The correspondence from Bin Laden to al-Qaida leaders reveals a man increasingly claustrophobic and isolated in Abbottabad. He wrote notes composed on a computer and that were then smuggled out on thumb drives. Bin Laden writes of leaving Abbottabad and undertaking the risky venture of finding a new hideaway in a 2011 letter to one of his wives, Khairiyah, who fled to Iran. Via the Washington Post:

In the three-page document, bin Laden recounts his efforts to reunite his family, but says his proposals for doing so were rejected by Abu Ahmed al-Kuwaiti and his brother, who were responsible for protecting the al-Qaeda leader and whose families also lived at the compound. “They are getting exhausted — security wise — from me staying with them and what results from that,” bin Laden wrote. “They have reached a level of exhaustion that they are shutting down, and they asked to leave us all.” Bin Laden wrote that he proposed compromises, including allowing Khairiyah to visit only temporarily, or having her replace one of the other residents so that the number of people staying at the compound would not increase.

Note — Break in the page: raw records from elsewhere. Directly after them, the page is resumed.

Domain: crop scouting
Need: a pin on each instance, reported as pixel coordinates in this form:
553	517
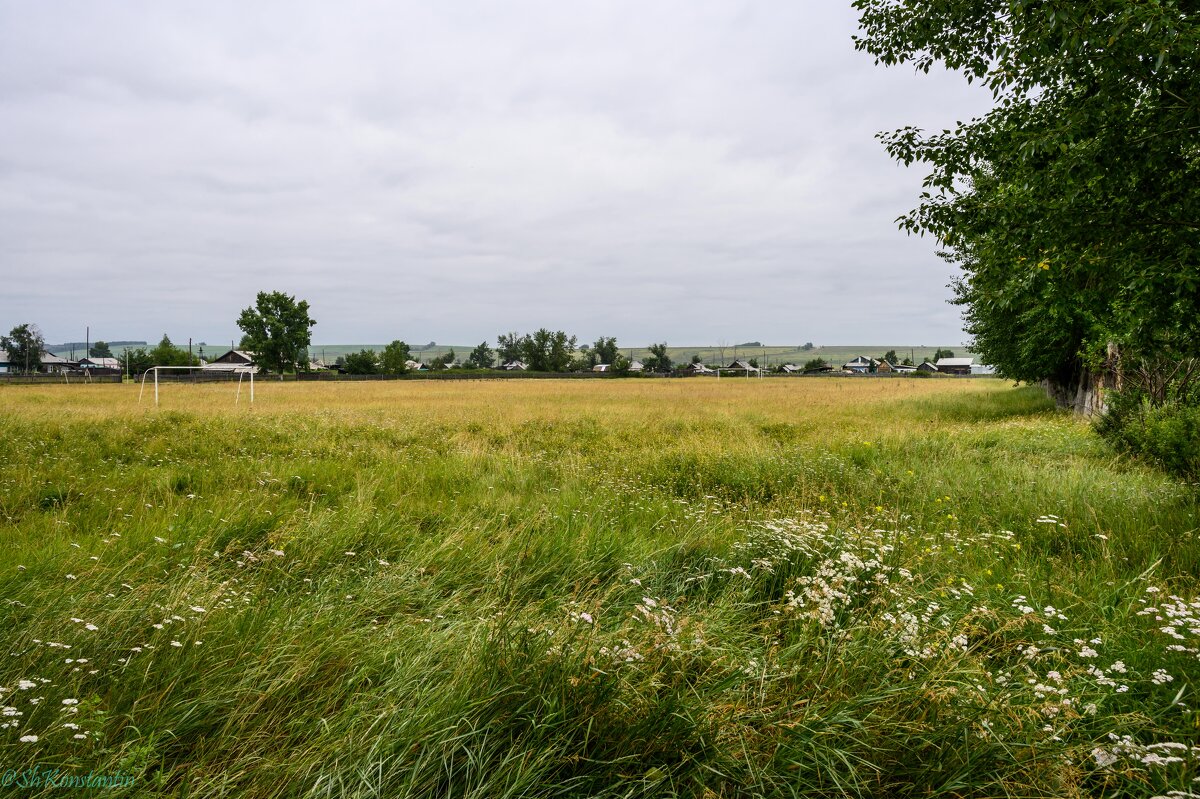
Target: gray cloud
677	170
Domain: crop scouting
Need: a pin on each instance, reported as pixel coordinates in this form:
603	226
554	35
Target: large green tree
24	346
1073	206
395	358
365	361
481	358
605	349
659	359
277	329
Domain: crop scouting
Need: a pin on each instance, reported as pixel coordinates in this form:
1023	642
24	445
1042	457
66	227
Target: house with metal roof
861	365
100	364
235	360
52	364
954	365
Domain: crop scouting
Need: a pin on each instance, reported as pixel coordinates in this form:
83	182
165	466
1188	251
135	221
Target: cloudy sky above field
675	170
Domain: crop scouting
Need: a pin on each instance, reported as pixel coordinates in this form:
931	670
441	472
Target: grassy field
880	588
769	355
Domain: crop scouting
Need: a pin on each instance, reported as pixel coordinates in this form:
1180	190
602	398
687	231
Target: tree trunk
1084	391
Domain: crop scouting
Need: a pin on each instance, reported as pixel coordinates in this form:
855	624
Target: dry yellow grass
825	400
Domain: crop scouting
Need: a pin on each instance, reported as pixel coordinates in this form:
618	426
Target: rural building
235	360
954	365
52	364
741	366
861	365
100	364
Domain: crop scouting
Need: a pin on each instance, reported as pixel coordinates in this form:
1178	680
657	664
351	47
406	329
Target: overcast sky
693	172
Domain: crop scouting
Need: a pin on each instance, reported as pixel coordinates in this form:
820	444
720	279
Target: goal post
241	372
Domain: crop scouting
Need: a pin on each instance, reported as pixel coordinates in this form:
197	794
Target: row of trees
1073	206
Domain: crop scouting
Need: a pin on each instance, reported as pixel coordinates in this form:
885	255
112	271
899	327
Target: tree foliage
605	350
443	361
659	360
544	350
1073	206
24	344
481	358
277	329
395	358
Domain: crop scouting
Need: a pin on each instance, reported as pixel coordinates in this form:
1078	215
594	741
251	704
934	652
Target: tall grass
504	589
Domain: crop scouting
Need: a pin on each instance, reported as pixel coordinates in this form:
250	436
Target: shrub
1167	434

All were rejected by his protectors, bin Laden wrote, prompting him to consider the possibility that “I might have to leave them.”

One document found in the compound shows how mundane even extremism can be day-to-day. There have been accounts before of how meticulous al-Qaida accounting practices often are, and what appears to be an al-Qaida application form reinforces the notion that even global jihad requires a fair amount of paperwork. The application encourages respondents to write legibly and answer truthfully before asking a series of questions that is part visa application and part college application.

Al-Qaida application found in Osama bin Laden’s Abbottabad compound.